Le Tribunal militaire de garnison de Boma et Bas Fleuve siégeant en procédure de flagrance a rendu son verdict dans la nuit du 19 au 20 mars 2025 à 2h, condamnant 12 prévenus à la peine de 20 ans de servitude pénale, 9 ont été acquitté avec la présence d’une mineure, la cour s’est déclarée incompétente et l’a placé devant son juge naturel pour la suite de l’instruction juridictionnelle. Ce procès, qui a duré un jour, a impliqué 22 prévenus, dont 20 hommes, 1 femme et une mineure, suscitant un vif intérêt. Parmi les prévenus, 9 ont été reconnu non coupable puis acquitté, tandis que 12 autres ont été condamnés à 20 ans de servitude pénale conformément aux prescrits de l’article 7, et 26 du code pénal militaire congolais.
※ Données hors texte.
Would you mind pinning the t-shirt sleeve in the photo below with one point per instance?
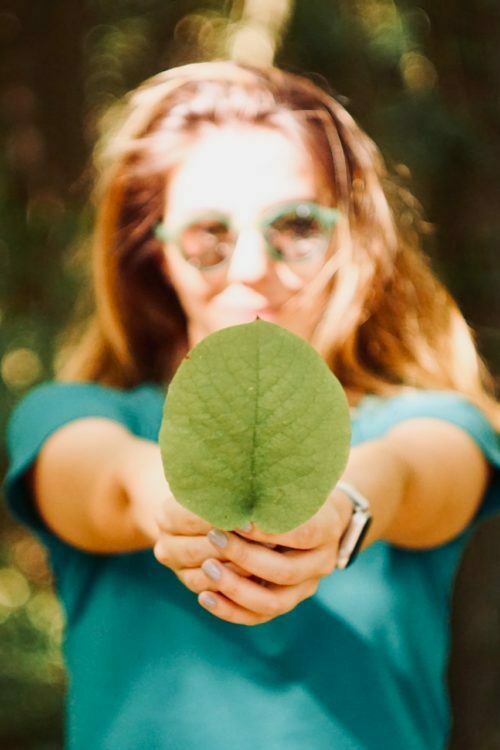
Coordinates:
(458, 410)
(41, 412)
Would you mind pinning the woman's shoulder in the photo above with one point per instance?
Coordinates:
(377, 414)
(55, 402)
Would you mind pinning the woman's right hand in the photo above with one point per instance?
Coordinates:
(183, 545)
(179, 536)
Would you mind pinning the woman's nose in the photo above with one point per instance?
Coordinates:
(249, 261)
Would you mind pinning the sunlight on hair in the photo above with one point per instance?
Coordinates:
(418, 72)
(255, 38)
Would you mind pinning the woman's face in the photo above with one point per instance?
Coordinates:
(236, 175)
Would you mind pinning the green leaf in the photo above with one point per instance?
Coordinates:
(255, 428)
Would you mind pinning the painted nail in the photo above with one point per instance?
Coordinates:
(248, 526)
(212, 570)
(218, 538)
(207, 599)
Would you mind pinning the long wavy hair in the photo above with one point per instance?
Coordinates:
(389, 324)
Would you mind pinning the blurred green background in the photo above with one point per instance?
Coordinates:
(423, 78)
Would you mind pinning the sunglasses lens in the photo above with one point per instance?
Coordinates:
(206, 243)
(297, 234)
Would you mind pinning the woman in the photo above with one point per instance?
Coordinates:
(228, 193)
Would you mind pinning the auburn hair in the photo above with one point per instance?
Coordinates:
(389, 324)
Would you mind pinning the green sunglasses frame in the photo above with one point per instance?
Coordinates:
(327, 216)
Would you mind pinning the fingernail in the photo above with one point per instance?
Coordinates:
(246, 527)
(217, 537)
(212, 570)
(208, 600)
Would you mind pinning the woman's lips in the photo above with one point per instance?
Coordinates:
(247, 314)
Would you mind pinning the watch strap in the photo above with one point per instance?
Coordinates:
(359, 524)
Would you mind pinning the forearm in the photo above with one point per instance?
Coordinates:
(135, 488)
(383, 477)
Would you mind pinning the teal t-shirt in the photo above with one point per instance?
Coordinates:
(361, 665)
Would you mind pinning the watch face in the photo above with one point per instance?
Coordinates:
(353, 537)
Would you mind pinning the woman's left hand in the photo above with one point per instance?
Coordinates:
(287, 576)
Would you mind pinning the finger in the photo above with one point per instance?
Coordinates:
(283, 568)
(218, 605)
(269, 601)
(179, 552)
(325, 525)
(196, 580)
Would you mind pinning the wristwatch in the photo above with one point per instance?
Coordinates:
(358, 526)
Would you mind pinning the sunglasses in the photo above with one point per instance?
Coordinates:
(293, 233)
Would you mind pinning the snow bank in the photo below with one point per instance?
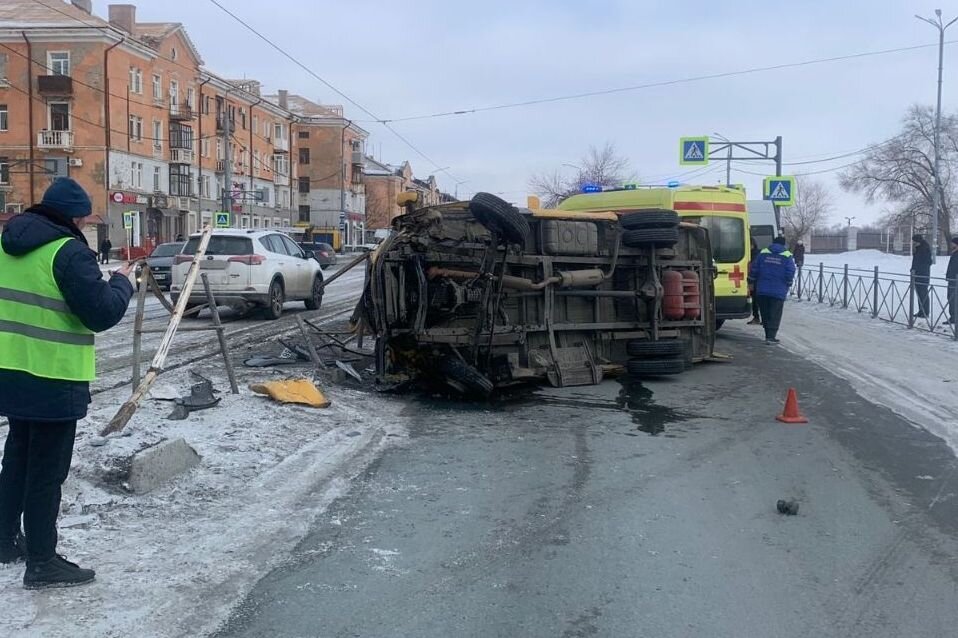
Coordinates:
(912, 373)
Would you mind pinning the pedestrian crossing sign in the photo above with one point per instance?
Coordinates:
(780, 190)
(694, 151)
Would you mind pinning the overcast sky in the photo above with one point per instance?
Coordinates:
(423, 56)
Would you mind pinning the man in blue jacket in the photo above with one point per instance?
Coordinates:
(52, 300)
(772, 273)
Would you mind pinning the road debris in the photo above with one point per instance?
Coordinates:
(299, 391)
(788, 508)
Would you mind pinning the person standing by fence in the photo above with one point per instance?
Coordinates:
(921, 271)
(773, 272)
(756, 319)
(952, 276)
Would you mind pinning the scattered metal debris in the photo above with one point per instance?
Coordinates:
(788, 508)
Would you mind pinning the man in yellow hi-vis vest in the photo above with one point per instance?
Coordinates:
(53, 298)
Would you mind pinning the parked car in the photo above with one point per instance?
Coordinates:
(252, 268)
(322, 252)
(160, 262)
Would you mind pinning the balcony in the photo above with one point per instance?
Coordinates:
(180, 112)
(222, 122)
(55, 85)
(55, 139)
(181, 156)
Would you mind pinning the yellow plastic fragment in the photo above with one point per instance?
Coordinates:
(301, 391)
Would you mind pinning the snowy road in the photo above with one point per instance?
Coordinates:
(559, 515)
(115, 346)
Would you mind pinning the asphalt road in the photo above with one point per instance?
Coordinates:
(637, 510)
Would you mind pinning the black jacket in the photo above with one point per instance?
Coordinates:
(921, 259)
(98, 304)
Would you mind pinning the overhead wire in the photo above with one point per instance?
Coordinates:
(333, 88)
(658, 84)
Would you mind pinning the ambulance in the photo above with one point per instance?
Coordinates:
(719, 209)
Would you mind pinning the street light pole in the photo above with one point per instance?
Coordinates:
(936, 197)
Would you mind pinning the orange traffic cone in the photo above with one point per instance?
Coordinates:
(791, 413)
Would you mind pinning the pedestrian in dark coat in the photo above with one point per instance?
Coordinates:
(105, 247)
(921, 270)
(799, 254)
(773, 273)
(52, 299)
(756, 319)
(952, 276)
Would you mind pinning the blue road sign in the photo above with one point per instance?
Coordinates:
(780, 190)
(694, 151)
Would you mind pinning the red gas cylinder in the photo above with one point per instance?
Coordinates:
(693, 298)
(673, 303)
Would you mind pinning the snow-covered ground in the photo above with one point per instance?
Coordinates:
(912, 373)
(868, 259)
(172, 562)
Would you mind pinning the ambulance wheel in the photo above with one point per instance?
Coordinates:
(656, 237)
(655, 367)
(665, 348)
(501, 217)
(650, 219)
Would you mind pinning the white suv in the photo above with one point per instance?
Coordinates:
(258, 267)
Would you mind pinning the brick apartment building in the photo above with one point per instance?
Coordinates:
(330, 157)
(384, 182)
(126, 109)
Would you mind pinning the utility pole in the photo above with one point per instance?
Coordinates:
(936, 197)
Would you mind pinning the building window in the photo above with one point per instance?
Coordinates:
(59, 116)
(281, 165)
(58, 62)
(136, 174)
(181, 136)
(136, 128)
(180, 180)
(136, 81)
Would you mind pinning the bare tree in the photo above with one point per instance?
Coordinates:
(599, 166)
(901, 171)
(813, 204)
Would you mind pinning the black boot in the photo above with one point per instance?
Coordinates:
(56, 572)
(12, 551)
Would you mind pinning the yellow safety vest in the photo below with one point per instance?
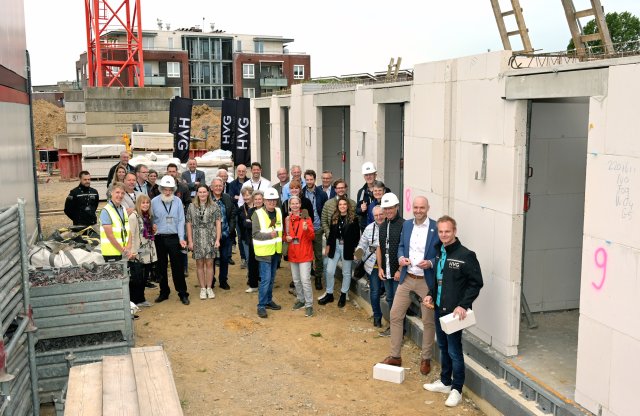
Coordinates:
(264, 248)
(120, 232)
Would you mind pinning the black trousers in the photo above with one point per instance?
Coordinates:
(253, 273)
(169, 250)
(136, 282)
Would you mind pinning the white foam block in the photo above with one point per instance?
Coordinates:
(451, 324)
(387, 372)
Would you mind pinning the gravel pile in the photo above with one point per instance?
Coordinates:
(85, 273)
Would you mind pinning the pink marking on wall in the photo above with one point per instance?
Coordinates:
(600, 258)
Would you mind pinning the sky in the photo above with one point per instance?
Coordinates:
(342, 37)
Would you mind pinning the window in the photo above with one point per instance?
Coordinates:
(173, 69)
(249, 92)
(248, 71)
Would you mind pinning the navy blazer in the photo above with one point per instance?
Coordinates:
(429, 250)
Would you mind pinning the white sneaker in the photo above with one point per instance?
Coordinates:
(454, 399)
(437, 387)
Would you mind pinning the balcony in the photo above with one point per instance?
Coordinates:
(273, 82)
(154, 81)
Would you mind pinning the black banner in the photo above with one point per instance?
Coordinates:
(228, 124)
(180, 126)
(242, 148)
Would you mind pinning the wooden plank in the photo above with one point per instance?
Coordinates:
(84, 394)
(157, 393)
(119, 396)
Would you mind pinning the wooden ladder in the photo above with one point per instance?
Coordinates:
(502, 27)
(139, 384)
(579, 38)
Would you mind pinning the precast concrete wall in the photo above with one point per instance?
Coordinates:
(609, 334)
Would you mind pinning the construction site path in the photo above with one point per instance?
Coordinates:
(227, 361)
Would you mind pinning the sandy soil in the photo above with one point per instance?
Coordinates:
(227, 361)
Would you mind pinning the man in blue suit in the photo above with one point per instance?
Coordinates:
(416, 257)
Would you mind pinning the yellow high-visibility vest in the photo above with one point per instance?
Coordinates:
(264, 248)
(120, 232)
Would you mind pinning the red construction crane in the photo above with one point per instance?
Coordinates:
(114, 43)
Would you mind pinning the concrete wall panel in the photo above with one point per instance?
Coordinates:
(612, 199)
(622, 134)
(481, 111)
(593, 373)
(429, 103)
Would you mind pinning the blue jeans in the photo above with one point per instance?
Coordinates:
(374, 293)
(390, 287)
(451, 357)
(267, 278)
(332, 264)
(225, 255)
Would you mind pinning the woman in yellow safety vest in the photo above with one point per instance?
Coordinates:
(267, 246)
(114, 226)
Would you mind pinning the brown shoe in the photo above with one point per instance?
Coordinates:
(425, 367)
(397, 361)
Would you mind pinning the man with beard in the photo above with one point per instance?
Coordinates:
(170, 239)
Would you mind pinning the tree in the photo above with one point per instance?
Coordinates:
(624, 29)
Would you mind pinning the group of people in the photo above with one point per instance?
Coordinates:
(313, 227)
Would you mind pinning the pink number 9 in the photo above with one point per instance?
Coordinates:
(600, 258)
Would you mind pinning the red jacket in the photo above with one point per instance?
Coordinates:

Sous la présidence du juge John IYOLI, cette audience publique en flagrance s’est tenu à l’esplanade de la maison communale de Kalamu et en présence de plusieurs autorités politico administratives dont le Ministre de la, Me Constant Mutamba, le Ministre provincial de la Justice du Kongo Central, Edouard Samba, le Maire de la ville de Boma accompagné des autres membres du conseil urbain de sécurité, la notabilité, les forces vives ainsi que la population bomatraçienne.

Ces prévenus, qualifiés par de “Kulunas”, sont poursuivis pour divers crimes, notamment des vols, banditisme urbain, extorsions, agressions physiques et tant d’autres actes de terreur dans la ville portuaire et historique de Boma.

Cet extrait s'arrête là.